Restricting the acquisition of expensive twin-engine French Rafale fighters to just 36 for now, instead of the original plan for 126 MMRCA (medium multi-role combat aircraft), Parrikar stressed he was trying to plug operational gaps in airpower by improving serviceability of "heavy-weight" Sukhoi-30MKIs as well as "pushing" the DRDO-HAL combine to deliver Tejas faster.
"Don't compare Rafale, a top-end fighter, to MiG-21s, which we will phase out in about six to 10 years. The replacement for MiG-21s will be Tejas or some other single-engine, lighter aircraft. Tejas ki maar bhi kaafi hai (Tejas packs a punch) and it's much better than a MiG-21, but has certain limitations," said Parrikar.
Though some interpreted this to mean impending doom for the Tejas project, a top official dismissed it by clarifying the government was "just keeping all options open" to make "numbers" with IAF down to just 34 fighter squadrons when 44 are needed. "There could be scope for a single-engine fighter, which would be much cheaper than Rafale, somewhere between the capabilities of Rafale and Tejas," he said.

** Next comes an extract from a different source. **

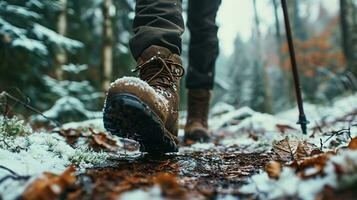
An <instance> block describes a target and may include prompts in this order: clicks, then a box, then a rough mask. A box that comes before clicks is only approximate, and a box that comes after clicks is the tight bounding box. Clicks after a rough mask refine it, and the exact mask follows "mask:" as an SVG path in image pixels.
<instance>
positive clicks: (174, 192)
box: [155, 173, 185, 198]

Incidentally, the original plan was that six squadrons each of MMRCA and Tejas would replace the existing 10 Mig-21 and four MiG-27 squadrons. Parrikar, on his part, said, "In the next four to five years, we can add about six LCA squadrons if we push HAL, which I am doing."
DRDO-HAL will certainly need to be pushed on the Tejas project since it's critical for self-reliance in defence production. The first Tejas was handed over to IAF on January 17 but it was in "initial operational configuration", which signifies its airworthy but not combat-ready. The pilot training and maintenance manuals are also still not ready, delaying its actual induction into IAF.
The fighter's final operational clearance (FOC), with integration of all weapons like guns, laser-guided bombs and BVR (beyond visual range) missiles as well mid-air refuelling capability, is likely to be delayed beyond the re-revised deadline of December 2015.
The Tejas Mark-II version which the IAF actually wants — with more powerful engines, airframe changes, weight and drag reduction — will begin to come in only by 2021 or so. So, Parrikar will need to do a lot of pushing if he wants swifter deliveries of the multi-role fighters.